Divorced in 2006, Chanos likes going to dance clubs in New York and the Hamptons, where he has a summer house. In 2008, his name hit the tabloids when reporters discovered that his house sitter was none other than Ashley Dupre, the escort in the scandal that had brought down New York governor Eliot Spitzer that February. “I’m a divorced single man,” is all that Chanos will say about his after-hours activities, albeit with a bit of a smile. What he’s told friends is that the association with Dupre was innocuous. Like a lot of young women, she approached him in a club. He didn’t sleep with her, didn’t know she was an escort and was as surprised as anyone else when the scandal broke.

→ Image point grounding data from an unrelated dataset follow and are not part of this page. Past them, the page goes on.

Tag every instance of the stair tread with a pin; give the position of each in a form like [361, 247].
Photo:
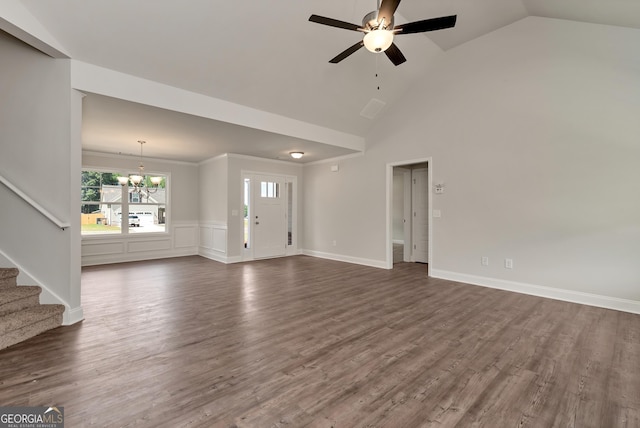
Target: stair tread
[28, 316]
[8, 273]
[8, 295]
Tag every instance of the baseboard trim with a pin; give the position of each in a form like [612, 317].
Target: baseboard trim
[597, 300]
[72, 316]
[346, 259]
[107, 259]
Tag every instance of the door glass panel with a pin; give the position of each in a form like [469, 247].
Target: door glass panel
[269, 189]
[245, 220]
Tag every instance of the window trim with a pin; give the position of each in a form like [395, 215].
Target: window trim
[124, 231]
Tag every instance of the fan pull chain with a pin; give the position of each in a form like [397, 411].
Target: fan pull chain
[377, 78]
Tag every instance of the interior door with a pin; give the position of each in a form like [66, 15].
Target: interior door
[269, 217]
[420, 215]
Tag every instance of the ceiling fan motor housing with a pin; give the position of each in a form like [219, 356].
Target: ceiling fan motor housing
[370, 22]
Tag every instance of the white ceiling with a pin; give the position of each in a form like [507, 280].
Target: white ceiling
[266, 55]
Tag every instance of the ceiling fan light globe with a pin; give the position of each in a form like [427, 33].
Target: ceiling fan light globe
[378, 40]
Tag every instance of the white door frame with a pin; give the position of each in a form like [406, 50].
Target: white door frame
[389, 191]
[247, 253]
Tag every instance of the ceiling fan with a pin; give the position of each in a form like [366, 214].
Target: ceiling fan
[379, 30]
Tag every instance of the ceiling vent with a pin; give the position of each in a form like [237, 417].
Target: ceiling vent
[372, 109]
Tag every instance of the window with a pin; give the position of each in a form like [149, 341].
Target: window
[104, 200]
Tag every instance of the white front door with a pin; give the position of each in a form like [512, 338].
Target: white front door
[420, 215]
[269, 217]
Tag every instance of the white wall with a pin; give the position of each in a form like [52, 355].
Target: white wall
[398, 205]
[212, 178]
[183, 210]
[534, 131]
[38, 150]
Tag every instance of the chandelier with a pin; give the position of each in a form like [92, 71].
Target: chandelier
[139, 182]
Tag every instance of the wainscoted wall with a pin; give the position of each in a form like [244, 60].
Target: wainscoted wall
[213, 242]
[182, 240]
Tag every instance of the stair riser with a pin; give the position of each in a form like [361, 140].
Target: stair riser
[8, 282]
[19, 304]
[29, 331]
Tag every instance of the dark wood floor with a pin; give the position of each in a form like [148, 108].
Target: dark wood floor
[308, 342]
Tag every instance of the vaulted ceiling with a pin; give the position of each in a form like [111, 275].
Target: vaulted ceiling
[268, 56]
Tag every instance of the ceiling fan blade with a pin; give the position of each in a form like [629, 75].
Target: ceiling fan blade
[334, 23]
[387, 9]
[426, 25]
[394, 54]
[347, 52]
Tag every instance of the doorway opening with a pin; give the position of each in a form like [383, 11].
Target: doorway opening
[409, 212]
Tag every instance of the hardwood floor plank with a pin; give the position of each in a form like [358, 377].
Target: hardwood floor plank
[301, 342]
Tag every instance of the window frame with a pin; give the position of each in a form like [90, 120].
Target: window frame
[126, 204]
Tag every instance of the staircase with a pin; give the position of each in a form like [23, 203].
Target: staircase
[21, 314]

Chanos isn’t always right, and he can get carried away by his own numbers. His bravado has earned him a spot in a $6-billion lawsuit filed by Toronto-based insurer Fairfax Financial Holdings against about a dozen U.S. money managers and analysts. The lawsuit argues that this supposed cabal of short sellers mounted “a massive, illegal and continuing stock market manipulation scheme,” dating back to the early part of the last decade, with the objective of driving down Fairfax’s share price. Chanos, loudly and publicly critical of Fairfax for years, was not among the original defendants, but Fairfax added Kynikos to the suit in 2007.

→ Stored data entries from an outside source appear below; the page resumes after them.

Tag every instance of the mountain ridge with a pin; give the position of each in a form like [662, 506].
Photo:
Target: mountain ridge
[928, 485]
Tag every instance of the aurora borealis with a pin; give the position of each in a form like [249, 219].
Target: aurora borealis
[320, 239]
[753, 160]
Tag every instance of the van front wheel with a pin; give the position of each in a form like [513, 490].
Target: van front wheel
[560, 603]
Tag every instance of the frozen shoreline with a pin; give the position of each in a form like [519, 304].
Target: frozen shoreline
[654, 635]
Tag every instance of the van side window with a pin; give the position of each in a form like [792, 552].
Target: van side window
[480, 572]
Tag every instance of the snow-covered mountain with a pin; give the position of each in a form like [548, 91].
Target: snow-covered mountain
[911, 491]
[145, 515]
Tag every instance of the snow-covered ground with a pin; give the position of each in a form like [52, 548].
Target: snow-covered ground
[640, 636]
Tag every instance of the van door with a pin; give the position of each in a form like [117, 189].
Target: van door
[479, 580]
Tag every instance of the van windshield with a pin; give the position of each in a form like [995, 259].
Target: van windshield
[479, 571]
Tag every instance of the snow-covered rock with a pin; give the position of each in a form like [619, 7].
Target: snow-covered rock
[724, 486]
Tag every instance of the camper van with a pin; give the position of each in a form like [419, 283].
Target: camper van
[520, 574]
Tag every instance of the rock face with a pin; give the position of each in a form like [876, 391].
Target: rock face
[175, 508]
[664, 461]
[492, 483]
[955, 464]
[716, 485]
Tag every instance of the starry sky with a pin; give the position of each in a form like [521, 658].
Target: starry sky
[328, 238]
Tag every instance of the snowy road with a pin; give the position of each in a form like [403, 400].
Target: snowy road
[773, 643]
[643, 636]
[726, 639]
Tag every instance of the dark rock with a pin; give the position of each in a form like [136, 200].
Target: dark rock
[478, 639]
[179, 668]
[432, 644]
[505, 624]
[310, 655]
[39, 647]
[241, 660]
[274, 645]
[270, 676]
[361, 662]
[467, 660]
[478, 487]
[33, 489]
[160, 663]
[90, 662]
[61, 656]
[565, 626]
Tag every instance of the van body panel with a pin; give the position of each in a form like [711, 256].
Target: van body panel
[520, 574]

Neither Chanos nor Fairfax will comment on the case. The various parties have filed literally millions of pages of court documents, and lawyers say the dispute likely won’t go to trial until next year at the earliest. The documents show that some defendants certainly communicated with one another, but whether that amounted to an illegal conspiracy is another question.
Kynikos’s submissions say it first shorted Fairfax in March, 2002, at $175 (Canadian). The company’s share price declined to a low of $70 (Canadian) the following year. Fairfax chairman and CEO Prem Watsa has a formidable investment track record, but Chanos argued that the company’s underlying property and casualty insurance business—which is an Everest of complex accounting—wasn’t profitable. In 2005, Chanos told a value-investing newsletter that he typically makes a call as to whether “something is a zero or just meaningfully overvalued. In this case, we think this is a zero.” Since then, however, Fairfax’s share price has climbed back up past $400 (Canadian).
Chanos’s history on big, sector-wide calls isn’t perfect, either. At a 2005 investment conference, he delivered a widely publicized presentation about traditional media/entertainment giants, titled “Twilight of the Gatekeepers.” Among the companies he singled out: Time Warner, Viacom, News Corp. and Disney. Six years later, share prices of all four have held up, more or less.